If you read that transcript to the end, you can see where Coulter tries to clarify her meaning, but she can’t, partly because a sound-bite forum is NO PLACE for that sort of deep and too-easily-misunderstood discussion, and partly because her host is, from his perspective as a Jew, unsurprisingly appalled by what he is hearing, by what he thinks Coulter is saying. This is a discussion best left to someone with a gift for diplomacy, a deft tongue and a loving, civil and collected mien. It is is absolutely not a discussion that should be undertaken by someone who has the deftness of a hammer and the mien of a German Shepherd.
…
What I have said here is that she was clumsy, unclear and incoherent in her expression of that idea – that a soundbite forum is no place to try to express it well – and in so being she has managed to give handfuls of red meat to people who have absolutely no intention of allowing clarification, are not interested in clarifying for her, and thus she has given Christian caricaturists a heavy dose of “see? See what they’re like” to back them up.
She then drives the point home with a wonderfully sarcastic post about how she “wishes” everyone were Catholic:
If all Americans were Catholic that means that all the government would be Catholic! Yaaaaay! Everyone would be pro-life! There would be Nativity creche’s and Ten Commandments in all the government buildings! The president would be a Catholic! We’d have Mass at the White House! And Bingo! Insurance companies would not have to cover birth control pills! And Jack Chick would no longer be publishing hate screeds because he’d be a Catholic too! Yaaaaay! The government would fix immigration policies so all our fellow Catholics down in Mexico can come on in and feel welcome and worship with us! Yaaaay! Then we’d go get those Canadians back into church too! And then England! We’d take back Westminster Abbey! Yaaaaay!
I mean, the Protestants – they’re okay now…as long as they’re you know, believing and stuff. But if all the Protestants would just come back to the Roman Catholic church from which they separated themselves, they would be really, really full Christians! America would be perfect!

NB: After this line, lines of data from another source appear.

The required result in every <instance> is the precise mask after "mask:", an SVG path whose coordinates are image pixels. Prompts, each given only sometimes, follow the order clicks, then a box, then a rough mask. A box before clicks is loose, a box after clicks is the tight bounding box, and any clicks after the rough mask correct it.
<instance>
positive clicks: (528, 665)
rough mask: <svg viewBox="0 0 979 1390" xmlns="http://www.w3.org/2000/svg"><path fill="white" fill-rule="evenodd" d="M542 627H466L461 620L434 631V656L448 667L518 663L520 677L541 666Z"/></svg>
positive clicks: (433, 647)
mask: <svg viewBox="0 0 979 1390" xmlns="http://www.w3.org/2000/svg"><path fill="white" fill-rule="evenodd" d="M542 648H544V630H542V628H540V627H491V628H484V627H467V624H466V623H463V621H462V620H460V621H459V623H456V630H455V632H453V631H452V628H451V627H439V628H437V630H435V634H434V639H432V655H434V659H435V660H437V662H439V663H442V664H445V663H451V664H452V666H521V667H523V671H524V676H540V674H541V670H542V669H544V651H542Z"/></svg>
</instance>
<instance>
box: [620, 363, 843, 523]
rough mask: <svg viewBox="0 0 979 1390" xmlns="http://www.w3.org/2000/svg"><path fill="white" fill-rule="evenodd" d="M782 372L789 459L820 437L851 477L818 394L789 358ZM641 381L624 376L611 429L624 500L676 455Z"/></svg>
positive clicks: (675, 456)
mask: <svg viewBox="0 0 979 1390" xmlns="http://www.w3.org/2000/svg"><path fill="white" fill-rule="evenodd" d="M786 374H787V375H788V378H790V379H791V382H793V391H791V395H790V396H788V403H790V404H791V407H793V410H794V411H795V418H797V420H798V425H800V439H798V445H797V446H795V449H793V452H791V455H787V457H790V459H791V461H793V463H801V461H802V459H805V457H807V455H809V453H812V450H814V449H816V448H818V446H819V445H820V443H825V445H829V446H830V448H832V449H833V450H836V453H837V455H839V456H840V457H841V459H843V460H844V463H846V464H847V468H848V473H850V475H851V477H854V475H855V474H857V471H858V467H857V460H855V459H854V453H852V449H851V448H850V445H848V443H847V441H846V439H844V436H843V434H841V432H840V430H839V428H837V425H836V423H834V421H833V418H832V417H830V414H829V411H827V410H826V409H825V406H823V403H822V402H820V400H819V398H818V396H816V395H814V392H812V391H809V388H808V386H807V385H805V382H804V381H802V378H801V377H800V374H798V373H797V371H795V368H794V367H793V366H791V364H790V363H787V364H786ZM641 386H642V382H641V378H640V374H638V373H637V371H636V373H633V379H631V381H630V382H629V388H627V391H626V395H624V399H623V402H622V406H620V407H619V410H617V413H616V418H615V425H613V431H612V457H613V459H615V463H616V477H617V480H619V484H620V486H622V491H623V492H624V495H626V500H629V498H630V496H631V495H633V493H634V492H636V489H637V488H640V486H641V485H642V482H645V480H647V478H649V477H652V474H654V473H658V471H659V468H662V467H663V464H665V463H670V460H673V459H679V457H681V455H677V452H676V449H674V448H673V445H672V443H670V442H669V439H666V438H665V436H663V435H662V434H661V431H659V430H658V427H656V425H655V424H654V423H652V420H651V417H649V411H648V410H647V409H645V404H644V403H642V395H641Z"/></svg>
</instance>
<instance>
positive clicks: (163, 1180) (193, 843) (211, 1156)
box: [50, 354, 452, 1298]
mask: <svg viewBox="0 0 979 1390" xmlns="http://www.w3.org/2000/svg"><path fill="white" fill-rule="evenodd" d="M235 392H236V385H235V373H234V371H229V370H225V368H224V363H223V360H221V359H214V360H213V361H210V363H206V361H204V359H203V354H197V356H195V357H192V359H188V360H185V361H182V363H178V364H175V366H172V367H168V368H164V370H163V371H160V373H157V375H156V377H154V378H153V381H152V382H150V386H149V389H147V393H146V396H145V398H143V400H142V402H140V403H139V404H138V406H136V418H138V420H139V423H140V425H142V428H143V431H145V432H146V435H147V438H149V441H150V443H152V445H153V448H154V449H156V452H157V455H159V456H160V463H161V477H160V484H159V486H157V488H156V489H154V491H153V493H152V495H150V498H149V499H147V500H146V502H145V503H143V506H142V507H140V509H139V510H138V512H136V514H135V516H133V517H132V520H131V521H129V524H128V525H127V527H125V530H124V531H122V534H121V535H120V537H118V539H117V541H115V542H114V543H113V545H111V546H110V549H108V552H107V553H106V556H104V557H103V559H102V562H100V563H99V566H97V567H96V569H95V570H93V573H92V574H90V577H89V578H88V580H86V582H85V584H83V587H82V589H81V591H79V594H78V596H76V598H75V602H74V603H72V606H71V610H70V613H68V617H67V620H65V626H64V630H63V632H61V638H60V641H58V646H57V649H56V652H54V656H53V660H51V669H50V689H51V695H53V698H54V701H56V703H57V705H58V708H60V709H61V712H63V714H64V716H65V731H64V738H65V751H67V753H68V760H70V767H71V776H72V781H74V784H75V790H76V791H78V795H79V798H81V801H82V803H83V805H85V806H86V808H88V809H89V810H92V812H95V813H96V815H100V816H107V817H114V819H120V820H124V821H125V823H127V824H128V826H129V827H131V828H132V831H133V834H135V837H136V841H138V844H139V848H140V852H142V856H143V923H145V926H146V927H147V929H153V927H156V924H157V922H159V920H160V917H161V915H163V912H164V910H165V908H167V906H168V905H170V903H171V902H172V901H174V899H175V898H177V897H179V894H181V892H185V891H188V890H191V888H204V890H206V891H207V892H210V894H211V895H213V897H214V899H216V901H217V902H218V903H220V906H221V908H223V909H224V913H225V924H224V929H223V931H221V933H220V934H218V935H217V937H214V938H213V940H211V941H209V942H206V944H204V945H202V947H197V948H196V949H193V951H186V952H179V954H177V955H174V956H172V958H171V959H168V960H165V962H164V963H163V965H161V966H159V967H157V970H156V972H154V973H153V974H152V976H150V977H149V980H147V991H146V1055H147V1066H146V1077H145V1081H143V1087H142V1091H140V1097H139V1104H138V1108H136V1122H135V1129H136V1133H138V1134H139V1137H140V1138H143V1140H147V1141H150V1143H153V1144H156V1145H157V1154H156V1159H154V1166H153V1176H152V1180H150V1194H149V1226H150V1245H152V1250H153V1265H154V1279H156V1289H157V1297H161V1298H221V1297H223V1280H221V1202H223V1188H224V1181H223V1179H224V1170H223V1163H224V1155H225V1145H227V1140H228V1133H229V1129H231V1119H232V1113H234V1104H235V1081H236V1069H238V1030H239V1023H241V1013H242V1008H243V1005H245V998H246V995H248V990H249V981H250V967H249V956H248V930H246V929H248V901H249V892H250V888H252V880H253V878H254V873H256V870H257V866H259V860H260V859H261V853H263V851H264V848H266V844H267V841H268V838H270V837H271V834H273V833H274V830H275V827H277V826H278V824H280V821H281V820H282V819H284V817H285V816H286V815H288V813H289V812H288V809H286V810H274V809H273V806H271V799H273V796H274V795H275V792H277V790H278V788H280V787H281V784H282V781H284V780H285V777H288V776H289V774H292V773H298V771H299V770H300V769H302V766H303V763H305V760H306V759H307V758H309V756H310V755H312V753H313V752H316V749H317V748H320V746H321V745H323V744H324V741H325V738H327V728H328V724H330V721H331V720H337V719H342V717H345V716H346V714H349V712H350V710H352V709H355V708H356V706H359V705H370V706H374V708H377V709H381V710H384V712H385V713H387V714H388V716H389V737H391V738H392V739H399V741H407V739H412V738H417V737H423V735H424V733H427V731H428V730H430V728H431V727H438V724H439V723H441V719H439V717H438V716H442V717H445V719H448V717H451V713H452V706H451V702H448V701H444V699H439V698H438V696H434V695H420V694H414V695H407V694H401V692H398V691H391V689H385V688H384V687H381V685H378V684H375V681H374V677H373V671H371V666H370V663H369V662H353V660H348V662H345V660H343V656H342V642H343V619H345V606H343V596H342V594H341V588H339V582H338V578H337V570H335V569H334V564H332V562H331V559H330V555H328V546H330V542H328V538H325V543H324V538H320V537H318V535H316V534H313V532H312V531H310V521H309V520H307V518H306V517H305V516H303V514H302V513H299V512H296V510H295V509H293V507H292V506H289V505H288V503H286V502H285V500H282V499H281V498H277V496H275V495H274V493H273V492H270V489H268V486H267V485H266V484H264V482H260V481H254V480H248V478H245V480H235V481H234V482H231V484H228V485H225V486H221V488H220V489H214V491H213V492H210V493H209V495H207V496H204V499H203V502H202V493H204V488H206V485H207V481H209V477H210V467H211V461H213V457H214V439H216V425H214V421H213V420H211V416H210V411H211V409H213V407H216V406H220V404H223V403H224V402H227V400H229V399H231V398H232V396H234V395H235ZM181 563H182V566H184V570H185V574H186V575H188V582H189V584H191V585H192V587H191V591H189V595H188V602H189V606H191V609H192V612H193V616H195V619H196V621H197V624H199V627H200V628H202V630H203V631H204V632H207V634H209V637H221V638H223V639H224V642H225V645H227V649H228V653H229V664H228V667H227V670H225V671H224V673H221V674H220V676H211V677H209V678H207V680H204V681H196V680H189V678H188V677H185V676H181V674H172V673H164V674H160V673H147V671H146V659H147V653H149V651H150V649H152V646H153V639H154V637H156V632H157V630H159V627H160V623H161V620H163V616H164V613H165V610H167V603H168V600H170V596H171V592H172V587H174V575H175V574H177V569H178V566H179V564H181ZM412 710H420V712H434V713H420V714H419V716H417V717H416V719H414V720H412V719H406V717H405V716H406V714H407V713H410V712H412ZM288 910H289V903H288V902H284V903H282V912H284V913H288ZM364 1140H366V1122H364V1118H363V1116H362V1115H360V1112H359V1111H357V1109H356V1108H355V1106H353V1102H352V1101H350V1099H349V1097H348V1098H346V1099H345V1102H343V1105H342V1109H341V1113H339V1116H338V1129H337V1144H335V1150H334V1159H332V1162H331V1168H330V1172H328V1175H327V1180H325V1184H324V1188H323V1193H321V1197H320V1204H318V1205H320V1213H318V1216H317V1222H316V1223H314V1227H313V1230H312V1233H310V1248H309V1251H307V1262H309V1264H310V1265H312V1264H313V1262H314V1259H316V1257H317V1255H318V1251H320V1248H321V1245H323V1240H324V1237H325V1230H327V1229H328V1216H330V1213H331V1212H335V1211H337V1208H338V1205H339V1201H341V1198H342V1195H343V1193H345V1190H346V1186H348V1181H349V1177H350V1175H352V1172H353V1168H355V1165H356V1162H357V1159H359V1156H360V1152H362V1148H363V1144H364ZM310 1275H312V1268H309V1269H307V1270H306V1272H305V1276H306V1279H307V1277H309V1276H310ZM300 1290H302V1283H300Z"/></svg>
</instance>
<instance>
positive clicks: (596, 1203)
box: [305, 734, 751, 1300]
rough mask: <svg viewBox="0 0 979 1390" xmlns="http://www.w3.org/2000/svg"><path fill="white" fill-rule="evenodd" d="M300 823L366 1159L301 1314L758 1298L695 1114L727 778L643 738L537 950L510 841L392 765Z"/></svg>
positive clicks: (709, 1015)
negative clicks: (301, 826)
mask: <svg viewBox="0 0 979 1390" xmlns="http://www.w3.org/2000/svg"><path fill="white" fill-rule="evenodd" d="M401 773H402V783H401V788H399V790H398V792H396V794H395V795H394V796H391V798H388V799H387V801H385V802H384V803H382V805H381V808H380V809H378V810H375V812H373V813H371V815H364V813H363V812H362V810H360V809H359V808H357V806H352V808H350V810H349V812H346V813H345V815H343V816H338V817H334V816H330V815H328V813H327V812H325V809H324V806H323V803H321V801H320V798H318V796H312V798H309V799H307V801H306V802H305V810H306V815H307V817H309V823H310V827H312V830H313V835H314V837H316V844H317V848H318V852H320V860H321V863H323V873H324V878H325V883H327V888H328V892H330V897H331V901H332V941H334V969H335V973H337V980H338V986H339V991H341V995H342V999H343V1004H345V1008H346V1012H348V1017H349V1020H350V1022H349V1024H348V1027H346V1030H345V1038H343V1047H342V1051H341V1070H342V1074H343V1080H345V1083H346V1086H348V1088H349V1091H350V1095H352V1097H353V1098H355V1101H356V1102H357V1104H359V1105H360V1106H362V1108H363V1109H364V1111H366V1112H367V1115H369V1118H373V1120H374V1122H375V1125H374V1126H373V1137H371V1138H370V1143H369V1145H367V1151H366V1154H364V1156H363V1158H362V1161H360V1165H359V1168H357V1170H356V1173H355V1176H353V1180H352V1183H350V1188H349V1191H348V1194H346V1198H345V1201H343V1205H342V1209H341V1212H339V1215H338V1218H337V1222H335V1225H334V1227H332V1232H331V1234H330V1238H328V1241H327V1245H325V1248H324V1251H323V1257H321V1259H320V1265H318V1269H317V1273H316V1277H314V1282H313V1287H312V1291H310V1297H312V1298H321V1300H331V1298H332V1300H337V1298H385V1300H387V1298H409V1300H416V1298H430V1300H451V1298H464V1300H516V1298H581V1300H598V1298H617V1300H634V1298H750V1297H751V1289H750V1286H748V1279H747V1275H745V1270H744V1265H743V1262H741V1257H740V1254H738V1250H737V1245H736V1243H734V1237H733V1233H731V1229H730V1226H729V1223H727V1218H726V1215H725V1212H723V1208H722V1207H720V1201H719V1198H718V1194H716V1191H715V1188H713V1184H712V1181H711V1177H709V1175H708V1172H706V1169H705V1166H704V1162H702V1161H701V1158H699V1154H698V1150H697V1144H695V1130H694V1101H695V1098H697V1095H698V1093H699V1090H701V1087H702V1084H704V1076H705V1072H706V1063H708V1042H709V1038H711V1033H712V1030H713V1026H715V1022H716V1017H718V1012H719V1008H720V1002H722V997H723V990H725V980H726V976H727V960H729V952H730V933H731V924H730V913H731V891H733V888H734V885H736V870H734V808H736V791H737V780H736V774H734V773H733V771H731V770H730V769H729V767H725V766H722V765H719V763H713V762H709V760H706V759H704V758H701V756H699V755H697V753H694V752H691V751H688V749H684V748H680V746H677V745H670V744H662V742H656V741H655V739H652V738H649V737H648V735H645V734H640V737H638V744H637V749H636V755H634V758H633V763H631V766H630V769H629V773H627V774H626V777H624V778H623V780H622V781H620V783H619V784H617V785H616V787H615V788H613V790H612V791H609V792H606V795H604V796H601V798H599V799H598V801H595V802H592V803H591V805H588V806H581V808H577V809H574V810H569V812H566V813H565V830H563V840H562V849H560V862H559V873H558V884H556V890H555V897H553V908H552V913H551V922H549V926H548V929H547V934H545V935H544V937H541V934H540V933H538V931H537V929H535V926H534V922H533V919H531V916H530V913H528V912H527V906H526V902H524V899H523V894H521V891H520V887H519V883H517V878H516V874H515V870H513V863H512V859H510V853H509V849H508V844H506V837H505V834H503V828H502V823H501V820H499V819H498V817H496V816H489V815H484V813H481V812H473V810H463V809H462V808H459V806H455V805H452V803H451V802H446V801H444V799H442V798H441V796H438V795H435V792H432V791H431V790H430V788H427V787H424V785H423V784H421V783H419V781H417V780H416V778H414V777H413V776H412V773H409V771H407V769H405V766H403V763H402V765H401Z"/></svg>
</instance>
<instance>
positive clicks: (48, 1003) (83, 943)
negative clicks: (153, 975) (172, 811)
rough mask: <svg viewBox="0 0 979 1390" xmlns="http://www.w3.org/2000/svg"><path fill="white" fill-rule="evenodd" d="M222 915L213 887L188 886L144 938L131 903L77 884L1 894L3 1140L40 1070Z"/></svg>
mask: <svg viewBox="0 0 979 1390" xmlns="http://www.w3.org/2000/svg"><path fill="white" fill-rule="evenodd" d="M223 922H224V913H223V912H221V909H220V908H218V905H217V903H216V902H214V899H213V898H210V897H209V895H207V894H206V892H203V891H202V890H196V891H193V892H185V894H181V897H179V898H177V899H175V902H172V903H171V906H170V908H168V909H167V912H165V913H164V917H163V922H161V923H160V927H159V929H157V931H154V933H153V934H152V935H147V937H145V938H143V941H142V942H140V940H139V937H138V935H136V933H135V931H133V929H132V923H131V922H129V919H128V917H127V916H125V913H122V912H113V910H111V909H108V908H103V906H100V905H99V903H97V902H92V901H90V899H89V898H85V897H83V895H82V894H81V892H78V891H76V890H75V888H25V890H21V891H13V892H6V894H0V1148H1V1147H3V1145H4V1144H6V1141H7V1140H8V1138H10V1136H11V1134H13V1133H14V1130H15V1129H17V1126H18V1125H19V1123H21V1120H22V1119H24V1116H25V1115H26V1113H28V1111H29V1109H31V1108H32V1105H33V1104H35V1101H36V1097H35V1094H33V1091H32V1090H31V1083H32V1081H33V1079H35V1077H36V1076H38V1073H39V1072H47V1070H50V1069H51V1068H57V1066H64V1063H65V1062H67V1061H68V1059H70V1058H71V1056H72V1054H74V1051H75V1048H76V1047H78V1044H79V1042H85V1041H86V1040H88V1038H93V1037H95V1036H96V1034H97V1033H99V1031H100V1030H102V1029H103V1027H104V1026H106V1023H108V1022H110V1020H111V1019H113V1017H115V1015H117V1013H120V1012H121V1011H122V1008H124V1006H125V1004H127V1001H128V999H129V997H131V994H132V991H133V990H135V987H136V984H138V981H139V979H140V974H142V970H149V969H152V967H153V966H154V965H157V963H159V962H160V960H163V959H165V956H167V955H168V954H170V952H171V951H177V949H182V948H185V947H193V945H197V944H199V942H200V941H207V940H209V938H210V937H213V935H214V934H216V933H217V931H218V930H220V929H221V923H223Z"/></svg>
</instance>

Very, very well said. But I think she’s missing something which, to my chagrin, has also eluded otherwise smart people like Dennis Prager: many Christians ultimately beleive that if you don’t agree with them on a few points of theology, God hates you and will send you to burn in Hell for all eternity. That’s an ugly, despicable, elistist, mean-spirited, self-congratulatory view and there’s not a nice way of putting it. Contrast that with the Anchoress, who is delightful and respectful:
If they they want to, that’s very nice, and I’m happy to welcome them, but honestly, I don’t look for it. I think everyone finds their own way to God, and worships in the manner they best understand, are more opened to, etc. And that’s fine by me because I don’t have a need to decide who goes to heaven and who doesn’t, or who’s got the better way to get there. I have my way; I like it – if you have your’s, God bless you. I am ever a “live and let live” kind of girl.
MAnn Coulter’s personal fantasy is to deny women the right to vote?
What the hell did the right do to deserve this woman? I mean I know we have our faults – George W. isn’t exactly knocking things out of the park for us. Still, a scary, transvestite homophobe isn’t exactly the spokesman I’d want for our side. Then again maybe god really does have a sense of humor.
All our problems could be solved if MAnn gets struck by a bolt of lighting, bursts into flames and is greeted in the afterlife by a scary red man with horns. Sorry, just a personal fantasy of mine.